Intercity rivalry is amusing. Speaking of Melbourne, one New South Wales punter tells The Age that “Punk will never reach you … Nobody down there’s got the guts.” They did, including Boys Next Door mutating into post-punk form The Birthday Party. “I was just angry,” Nick Cave relays to artist Ben Juniper of his crowd-fighting days. “I wanted to hurt people.”
Also in Melbourne, mighty Gash guitarist Liz insists their name drew less attention than the hardcore band predominantly featuring women. British photographer Norman Parkinson flew to Sydney to snap Carmel Strelein of the Screaming Abdabs and her swooping eyeliner, which circled her shaven skull.

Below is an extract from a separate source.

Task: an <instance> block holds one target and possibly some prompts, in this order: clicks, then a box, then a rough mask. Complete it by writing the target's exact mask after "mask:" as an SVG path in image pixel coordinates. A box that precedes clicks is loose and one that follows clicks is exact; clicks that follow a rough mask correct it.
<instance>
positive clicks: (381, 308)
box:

The late Michael Gudinski established ill-fated record label Suicide – a subsidiary of Mushroom – to (unsuccessfully) cash in, releasing only three singles. But Mushroom’s biggest punk disaster came on the eve of signing punk band X. The last surviving original member, Steve Lucas, recalls leaving the wild party early, only to discover that Ian Rilen and Cathy Green started “pulling all the gold records off the walls and throwing them around”. The deal was dropped.
Soaked with beer, sweat and spit, Orstralia and Clark’s companion volume, Orstralia: A Punk History 1990–1999, are also a eulogy to many musicians lost along the way. As Wreckage, who died in 2021, reflected of the heroin flooding in with American troops on leave from Vietnam: “There was never any pot … so everybody went to smack. It left a huge trail of misery, and we’re all still dealing with it.”
Their names live on, with help from Clark.